Pfizer (PFE) shares rose 38% in the year after Viagra, its erectile dysfunction drug, won approval in 1998. But those gains fizzled by 2004, as competing drugs were developed for the same condition and Pfizer failed to come up with other blockbuster compounds to replace those facing the loss of patent protection.
The only option for most companies is to keep innovating, trying to stay one step ahead of competitors.
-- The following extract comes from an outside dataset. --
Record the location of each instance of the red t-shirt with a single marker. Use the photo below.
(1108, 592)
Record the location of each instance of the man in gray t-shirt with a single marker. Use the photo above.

Companies that can achieve that goal, like Apple, are rare, analysts note.
"It's very difficult to sustain innovation," says Wyatt Crumpler, who oversees portfolio managers at American Beacon Advisors. "Most companies will flame out over time."
Innovative and Deep-Pocketed
Yoshikami advises investors to look for innovative companies with strong finances—or that are backed by investors with deep pockets. "That gives you the staying power and helps you continue to innovate," he says. One example, he says, is BYD Co., a Chinese battery maker partly owned by Berkshire Hathaway (BRK/A), which is led by billionaire investor Warren Buffett.
Big companies are often much better at making many small improvements than coming up with one big blockbuster innovation, Crumpler notes, citing the philosophy of kaizen, or "continuous improvement," pioneered by many Japanese companies.
In theory, stock prices reflect a company's long-term prospects. And when innovation is happening rapidly, the future is often very difficult to predict.
It's important to keep a close eye on a company's product pipeline, Crumpler says. If a company shows any signs of slowing down its pace of innovation, it's a good idea to sell. "You really need to stay on top of it [and] get out before it's too late," he says.
Many find new products far too risky and uncertain to justify betting on specific companies. One alternate strategy pursued by CBIZ's D'Arcy is to invest in a broad array of stocks that are benefiting from innovation. Though it's hard to predict which tech company will win or lose out in the end, he says, "I don't think the technology revolution is over." So, he invests in the iShares S&P North American Technology Sector Index Fund (IGM).
Still, it's hard for investors to ignore innovation when picking stocks. Every company—even in relatively stable, boring industries—won't survive without coming up with new products and services. "Or they're going to lose market share," Sutherland says. "Nobody in business can relax."